Gossamer Forum
Home : Products : Gossamer Links : Discussions :

DMOZ import question

Quote Reply
DMOZ import question
For my directory, I would like to have sub cats of DMOZ's Top/Arts, Top/Health, Top/Recreation and Top/Society. Is there an easier way to import these than importing the entire database and then trimming unwanted cats?

Thanks in advance.
Quote Reply
Re: [lennie] DMOZ import question In reply to
Yep, cut it into chunks.
Quote Reply
Re: [Paul] DMOZ import question In reply to
Cool, I have a perl script that Andy wrote (http://www.gossamer-threads.com/...=dmoz%20perl;#242443) to cut the content file into 17 pieces. How do I combine the data? Doesn't each import erase the prior one?
Quote Reply
Re: [lennie] DMOZ import question In reply to
Add --rdf-update to the command and it won't overwrite.
Quote Reply
Re: [Paul] DMOZ import question In reply to
Thanks, I will give it a try.
Quote Reply
Re: [lennie] DMOZ import question In reply to
This is what I use;

perl ./admin/nph-import.cgi --import=RDF --source=science.dump.slice --destination=./admin/defs --rdf-category="Top/Science" --rdf-add-date="2001-01-01" --rdf-destination="Science" --rdf-update

Cheers

Andy (mod)
andy@ultranerds.co.uk
Want to give me something back for my help? Please see my Amazon Wish List
GLinks ULTRA Package | GLinks ULTRA Package PRO
Links SQL Plugins | Website Design and SEO | UltraNerds | ULTRAGLobals Plugin | Pre-Made Template Sets | FREE GLinks Plugins!
Quote Reply
Re: [Andy] DMOZ import question In reply to
Andy,
I am trying to get your perl script to run to slice the content.rdf.u8 file. It is already on my server, unzipped. Help please. . .
Quote Reply
Re: [lennie] DMOZ import question In reply to
How are you running it, and what errors are you getting?

Cheers

Andy (mod)
andy@ultranerds.co.uk
Want to give me something back for my help? Please see my Amazon Wish List
GLinks ULTRA Package | GLinks ULTRA Package PRO
Links SQL Plugins | Website Design and SEO | UltraNerds | ULTRAGLobals Plugin | Pre-Made Template Sets | FREE GLinks Plugins!
Quote Reply
Re: [Andy] DMOZ import question In reply to
I named it dmoz.cgi and just tried running it through my browser. I haven't tried to run it via telnet. When running it through the browser I get an internal server error (chmod 755). I also tried removing the part of the script that has the server get and unzip the file since it is already on my server (as dmoz2.cgi).

Thanks in advance!
Quote Reply
Re: [lennie] DMOZ import question In reply to
You *have* to run it via Telnet/SSH. I purposly didn't put a 'header' in it, otherwise grabbing a 900Mb file (content.rdf.u8.gz) is gonna obviously make the script time out.

Cheers

Andy (mod)
andy@ultranerds.co.uk
Want to give me something back for my help? Please see my Amazon Wish List
GLinks ULTRA Package | GLinks ULTRA Package PRO
Links SQL Plugins | Website Design and SEO | UltraNerds | ULTRAGLobals Plugin | Pre-Made Template Sets | FREE GLinks Plugins!
Quote Reply
Re: [Andy] DMOZ import question In reply to
Andy,

I already have the content.rdf.u8 file unzipped and on my server.

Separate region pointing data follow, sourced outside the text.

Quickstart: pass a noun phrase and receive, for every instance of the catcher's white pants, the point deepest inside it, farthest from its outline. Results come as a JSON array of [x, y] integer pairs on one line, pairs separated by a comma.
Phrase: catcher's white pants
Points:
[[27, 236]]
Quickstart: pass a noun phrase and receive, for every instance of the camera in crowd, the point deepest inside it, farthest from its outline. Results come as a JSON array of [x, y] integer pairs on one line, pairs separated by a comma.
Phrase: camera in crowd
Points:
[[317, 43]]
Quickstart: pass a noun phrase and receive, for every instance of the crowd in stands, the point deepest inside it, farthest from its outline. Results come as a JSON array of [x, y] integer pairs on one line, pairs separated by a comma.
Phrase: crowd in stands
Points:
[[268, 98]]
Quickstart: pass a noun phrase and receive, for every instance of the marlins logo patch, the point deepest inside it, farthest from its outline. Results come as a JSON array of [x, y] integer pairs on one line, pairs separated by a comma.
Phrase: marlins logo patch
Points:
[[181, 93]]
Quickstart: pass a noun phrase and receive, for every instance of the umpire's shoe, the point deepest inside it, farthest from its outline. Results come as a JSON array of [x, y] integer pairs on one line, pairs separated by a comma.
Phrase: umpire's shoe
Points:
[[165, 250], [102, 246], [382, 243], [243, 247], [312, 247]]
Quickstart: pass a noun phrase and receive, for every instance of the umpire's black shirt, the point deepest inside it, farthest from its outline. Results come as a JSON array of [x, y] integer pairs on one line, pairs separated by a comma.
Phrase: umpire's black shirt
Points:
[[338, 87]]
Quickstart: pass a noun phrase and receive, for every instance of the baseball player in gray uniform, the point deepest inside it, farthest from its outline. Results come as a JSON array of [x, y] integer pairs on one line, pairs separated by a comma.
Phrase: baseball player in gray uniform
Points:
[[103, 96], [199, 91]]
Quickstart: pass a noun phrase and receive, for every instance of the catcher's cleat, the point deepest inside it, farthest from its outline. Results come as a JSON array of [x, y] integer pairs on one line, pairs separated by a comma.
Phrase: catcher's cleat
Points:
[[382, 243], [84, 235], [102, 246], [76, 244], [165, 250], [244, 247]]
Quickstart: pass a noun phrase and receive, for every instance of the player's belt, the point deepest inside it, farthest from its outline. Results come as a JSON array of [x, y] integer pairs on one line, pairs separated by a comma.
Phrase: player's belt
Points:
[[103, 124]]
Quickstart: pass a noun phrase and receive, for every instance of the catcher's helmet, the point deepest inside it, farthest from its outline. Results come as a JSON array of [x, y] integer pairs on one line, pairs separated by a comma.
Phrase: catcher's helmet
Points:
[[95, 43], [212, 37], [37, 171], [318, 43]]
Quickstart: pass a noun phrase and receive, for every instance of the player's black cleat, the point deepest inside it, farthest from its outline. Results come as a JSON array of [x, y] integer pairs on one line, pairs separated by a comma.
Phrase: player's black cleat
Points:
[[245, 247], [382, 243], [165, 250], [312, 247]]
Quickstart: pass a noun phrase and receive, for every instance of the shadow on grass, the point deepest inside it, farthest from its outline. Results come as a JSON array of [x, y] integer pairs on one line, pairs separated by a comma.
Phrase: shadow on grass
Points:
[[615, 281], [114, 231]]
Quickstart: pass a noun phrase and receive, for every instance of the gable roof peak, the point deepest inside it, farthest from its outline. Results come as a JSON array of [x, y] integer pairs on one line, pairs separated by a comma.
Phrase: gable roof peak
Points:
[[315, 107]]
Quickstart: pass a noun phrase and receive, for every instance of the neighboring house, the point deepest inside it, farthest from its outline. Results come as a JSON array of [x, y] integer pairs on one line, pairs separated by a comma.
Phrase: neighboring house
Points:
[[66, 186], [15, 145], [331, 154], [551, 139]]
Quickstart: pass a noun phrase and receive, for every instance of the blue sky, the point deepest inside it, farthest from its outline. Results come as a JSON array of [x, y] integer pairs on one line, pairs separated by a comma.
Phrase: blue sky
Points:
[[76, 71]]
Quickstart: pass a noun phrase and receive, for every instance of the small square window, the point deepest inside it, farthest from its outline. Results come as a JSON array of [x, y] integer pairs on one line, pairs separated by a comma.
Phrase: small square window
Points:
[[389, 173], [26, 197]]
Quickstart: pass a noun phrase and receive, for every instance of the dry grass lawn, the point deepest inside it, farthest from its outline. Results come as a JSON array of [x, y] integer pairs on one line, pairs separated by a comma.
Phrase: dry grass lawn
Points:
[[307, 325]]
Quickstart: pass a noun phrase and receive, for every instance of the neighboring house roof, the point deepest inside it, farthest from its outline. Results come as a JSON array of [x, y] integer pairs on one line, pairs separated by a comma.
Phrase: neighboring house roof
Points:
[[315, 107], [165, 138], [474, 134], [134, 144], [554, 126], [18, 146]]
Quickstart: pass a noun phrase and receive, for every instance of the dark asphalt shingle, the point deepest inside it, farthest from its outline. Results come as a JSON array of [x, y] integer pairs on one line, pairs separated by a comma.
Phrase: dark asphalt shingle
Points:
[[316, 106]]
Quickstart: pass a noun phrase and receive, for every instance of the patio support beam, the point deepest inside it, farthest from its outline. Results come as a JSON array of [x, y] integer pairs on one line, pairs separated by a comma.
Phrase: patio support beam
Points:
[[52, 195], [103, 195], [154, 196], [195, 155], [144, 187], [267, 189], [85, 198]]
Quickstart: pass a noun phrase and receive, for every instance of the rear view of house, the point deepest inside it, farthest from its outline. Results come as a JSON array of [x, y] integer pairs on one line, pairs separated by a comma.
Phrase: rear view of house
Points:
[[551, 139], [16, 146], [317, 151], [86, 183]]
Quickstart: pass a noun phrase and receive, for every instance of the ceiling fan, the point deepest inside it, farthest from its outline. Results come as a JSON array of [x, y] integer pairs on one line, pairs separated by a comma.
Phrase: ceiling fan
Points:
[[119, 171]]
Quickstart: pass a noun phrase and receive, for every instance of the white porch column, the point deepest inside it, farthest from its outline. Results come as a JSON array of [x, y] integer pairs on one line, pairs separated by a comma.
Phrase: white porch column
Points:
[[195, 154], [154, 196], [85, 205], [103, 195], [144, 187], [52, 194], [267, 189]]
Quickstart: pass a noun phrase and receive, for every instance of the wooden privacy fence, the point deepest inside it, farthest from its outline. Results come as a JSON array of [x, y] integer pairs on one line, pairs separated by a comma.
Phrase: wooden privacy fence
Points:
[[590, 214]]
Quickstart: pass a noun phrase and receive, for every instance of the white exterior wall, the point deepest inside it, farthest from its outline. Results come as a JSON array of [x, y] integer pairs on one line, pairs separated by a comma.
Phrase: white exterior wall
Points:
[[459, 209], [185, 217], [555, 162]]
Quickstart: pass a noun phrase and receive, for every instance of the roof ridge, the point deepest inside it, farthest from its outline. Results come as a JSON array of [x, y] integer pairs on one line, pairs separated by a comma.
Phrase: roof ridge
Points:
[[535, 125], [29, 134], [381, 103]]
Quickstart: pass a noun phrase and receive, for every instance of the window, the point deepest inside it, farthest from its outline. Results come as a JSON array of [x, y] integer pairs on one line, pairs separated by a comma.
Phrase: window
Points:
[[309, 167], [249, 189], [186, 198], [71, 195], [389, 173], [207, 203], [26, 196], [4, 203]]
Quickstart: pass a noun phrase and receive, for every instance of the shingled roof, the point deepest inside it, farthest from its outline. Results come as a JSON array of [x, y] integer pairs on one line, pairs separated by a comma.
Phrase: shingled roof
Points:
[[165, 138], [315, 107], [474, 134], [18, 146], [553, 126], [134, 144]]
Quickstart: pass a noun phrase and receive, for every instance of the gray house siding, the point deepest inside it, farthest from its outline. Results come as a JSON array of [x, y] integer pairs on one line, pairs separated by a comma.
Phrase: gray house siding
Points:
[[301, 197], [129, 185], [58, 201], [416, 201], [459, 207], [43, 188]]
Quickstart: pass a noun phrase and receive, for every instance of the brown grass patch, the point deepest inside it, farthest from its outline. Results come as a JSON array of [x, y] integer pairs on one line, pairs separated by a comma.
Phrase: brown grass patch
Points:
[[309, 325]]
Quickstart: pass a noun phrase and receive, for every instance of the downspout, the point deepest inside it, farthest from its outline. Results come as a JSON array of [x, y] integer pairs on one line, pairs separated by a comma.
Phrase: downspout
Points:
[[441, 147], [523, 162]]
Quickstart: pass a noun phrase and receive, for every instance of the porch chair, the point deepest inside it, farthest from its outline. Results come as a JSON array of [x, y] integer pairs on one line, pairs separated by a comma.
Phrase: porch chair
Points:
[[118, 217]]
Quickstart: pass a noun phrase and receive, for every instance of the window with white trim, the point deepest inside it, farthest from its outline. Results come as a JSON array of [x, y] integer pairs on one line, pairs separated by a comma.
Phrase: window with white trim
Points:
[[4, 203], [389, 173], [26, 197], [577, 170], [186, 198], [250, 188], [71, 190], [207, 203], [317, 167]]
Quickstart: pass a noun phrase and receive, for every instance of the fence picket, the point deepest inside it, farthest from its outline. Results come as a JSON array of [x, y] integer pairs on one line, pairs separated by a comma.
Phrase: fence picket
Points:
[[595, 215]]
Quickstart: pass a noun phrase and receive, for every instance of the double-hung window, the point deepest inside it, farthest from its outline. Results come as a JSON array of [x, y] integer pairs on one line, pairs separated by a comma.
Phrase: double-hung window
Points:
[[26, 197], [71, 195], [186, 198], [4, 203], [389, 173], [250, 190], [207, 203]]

This is the command I tried to run: perl /home/virtual/site2/fst/var/www/cgi-bin/dmoz.cgi

And these are the error messages: Backslash found where operator expected at /home/virtual/site2/fst/var/www/cgi-bin/dmoz.cgi line 4, near "html \"
(Do you need to predeclare html?)
Backslash found where operator expected at /home/virtual/site2/fst/var/www/cgi-bin/dmoz.cgi line 4, near "n\"
Operator or semicolon missing before &quot at /home/virtual/site2/fst/var/www/cgi-bin/dmoz.cgi line 4.
Ambiguous use of & resolved as operator & at /home/virtual/site2/fst/var/www/cgi-bin/dmoz.cgi line 4.
Scalar found where operator expected at /home/virtual/site2/fst/var/www/cgi-bin/dmoz.cgi line 8, near "$full"
(Missing semicolon on previous line?)
Semicolon seems to be missing at /home/virtual/site2/fst/var/www/cgi-bin/dmoz.cgi line 31.
Precedence problem: open Sendmail should be open(Sendmail) at /home/virtual/site2/fst/var/www/cgi-bin/dmoz.cgi line 32.
Operator or semicolon missing before &quot at /home/virtual/site2/fst/var/www/cgi-bin/dmoz.cgi line 32.
Ambiguous use of & resolved as operator & at /home/virtual/site2/fst/var/www/cgi-bin/dmoz.cgi line 32.
syntax error at /home/virtual/site2/fst/var/www/cgi-bin/dmoz.cgi line 3, near "br>"
syntax error at /home/virtual/site2/fst/var/www/cgi-bin/dmoz.cgi line 4, near "type:"
syntax error at /home/virtual/site2/fst/var/www/cgi-bin/dmoz.cgi line 5, near "br>"
syntax error at /home/virtual/site2/fst/var/www/cgi-bin/dmoz.cgi line 13, near "br>"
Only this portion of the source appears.